ところで、アラブ半島は乾燥地帯のため生産性が低く、もしペルシア帝国やビザンツ帝国に攻め込まれると、対抗するのは難しい状況だった。そこでアブー・バクルは、二つの大国に攻められる前に自ら打って出るという戦略をとった。この戦略はその後の正統カリフにも受け継がれた。
イスラム軍はまず東地中海に面する豊かなシリアの奪還をかけてビザンツ帝国と戦った。イスラム軍は当初はビザンツ帝国軍に敗北するが、635年にはシリアの征服に成功する。一方、ペルシア帝国軍に対しても最初は旗色が悪かったが、次第に劣勢をひっくり返し、637年にはササン朝ペルシアの首都クテシフォンを征服する。その宮殿には財宝が満ちあふれていたという。さらに641年にはエジプトを征服した。エジプトはそれ以降の地中海進出の大きな足場となる。次の年の642年にはイスラム軍はササン朝ペルシアに完勝し、651年にペルシア王が殺されたためササン朝は滅亡した。以上のようにイスラム軍が征服した地はすべてがイスラム化して行った。
なお、イスラム勢力はキリスト教のギリシア正教が支配していたエルサレムを637年に奪取する。そしてユダヤ教徒の居住を認めた。この時からエルサレムは、キリスト教とともにイスラム教とユダヤ教という3つのセム族の宗教の聖地として守られていくことになった。
こうして生産性の低かったアラブ半島を飛び出して豊かな西アジアを征服したアラブ帝国では、食文化も大きく変化した。もともとアラブの人々はコムギ、オオムギ、ナツメヤシとヤギやヒツジ、鳥などの肉や乳製品を食べていた。ここにペルシア帝国などの豊かな食文化が加わったのである。

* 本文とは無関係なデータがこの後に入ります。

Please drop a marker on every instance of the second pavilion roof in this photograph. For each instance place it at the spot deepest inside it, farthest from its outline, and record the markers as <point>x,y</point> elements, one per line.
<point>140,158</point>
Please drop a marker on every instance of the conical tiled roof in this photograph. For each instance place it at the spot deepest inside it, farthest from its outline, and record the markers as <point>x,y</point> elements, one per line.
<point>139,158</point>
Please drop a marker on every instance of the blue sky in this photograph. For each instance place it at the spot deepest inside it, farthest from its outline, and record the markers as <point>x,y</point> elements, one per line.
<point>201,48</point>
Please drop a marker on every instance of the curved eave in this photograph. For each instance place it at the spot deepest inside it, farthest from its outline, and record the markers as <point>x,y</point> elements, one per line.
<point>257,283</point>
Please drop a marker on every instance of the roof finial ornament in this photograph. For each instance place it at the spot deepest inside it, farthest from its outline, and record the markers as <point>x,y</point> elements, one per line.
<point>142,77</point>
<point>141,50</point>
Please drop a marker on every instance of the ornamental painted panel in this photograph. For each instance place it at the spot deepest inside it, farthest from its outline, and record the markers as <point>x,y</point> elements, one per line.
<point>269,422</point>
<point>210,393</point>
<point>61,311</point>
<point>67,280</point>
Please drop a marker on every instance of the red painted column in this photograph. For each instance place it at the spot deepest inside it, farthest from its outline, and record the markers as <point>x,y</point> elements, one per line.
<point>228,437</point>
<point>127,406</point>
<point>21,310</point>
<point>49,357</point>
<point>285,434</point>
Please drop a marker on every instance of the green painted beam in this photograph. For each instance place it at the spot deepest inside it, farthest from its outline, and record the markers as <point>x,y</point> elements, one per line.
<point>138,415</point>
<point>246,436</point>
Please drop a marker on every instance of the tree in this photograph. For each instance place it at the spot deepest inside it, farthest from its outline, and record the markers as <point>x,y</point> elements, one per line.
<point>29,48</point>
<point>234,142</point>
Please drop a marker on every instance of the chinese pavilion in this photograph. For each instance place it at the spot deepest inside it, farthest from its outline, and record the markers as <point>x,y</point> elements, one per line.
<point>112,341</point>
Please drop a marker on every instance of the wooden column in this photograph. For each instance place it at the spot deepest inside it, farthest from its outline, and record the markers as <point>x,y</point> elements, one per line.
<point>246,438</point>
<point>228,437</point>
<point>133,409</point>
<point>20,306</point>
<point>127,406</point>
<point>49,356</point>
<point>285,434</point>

ペルシアの食文化から伝わった重要な食材としては、コメと砂糖やコショウ・ターメリック・シナモン・サフランなどの香辛料がある(これらは元はインドの食材であるが)。特に砂糖はアラブ人を虜にしたようだ。クルアーンには「甘いものを食べることは信仰のしるし」とあるらしく、もともとアラブ人は甘いものが好きだったようだ。

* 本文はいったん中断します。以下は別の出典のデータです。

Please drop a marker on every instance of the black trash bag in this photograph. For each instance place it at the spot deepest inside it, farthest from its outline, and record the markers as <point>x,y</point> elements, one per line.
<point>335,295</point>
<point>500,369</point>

小麦粉を使ってドーナツのようなものやパンケーキのようなものを作って砂糖やシロップをかけて甘くしたらしい。また、コメにも砂糖を入れて甘くして、サフランやターメリックで色をつけたという。ジャムや甘い果物のジュースも人気だったようだ。
食材や料理法がアラブ帝国に導入されるとともに、その栽培法や農耕技術も取り入れられた。中でも重要なものが灌漑設備のカナートで、イスラム勢力によってアラビア半島や北アフリカに伝えられ、さらにその後のイスラム帝国のヨーロッパ進出にともなってイベリア半島などにも導入されることになる。このようにイスラム勢力の拡大は、アジアの文化や技術をヨーロッパに伝えるという大きな役割を果たすことになって行くのである。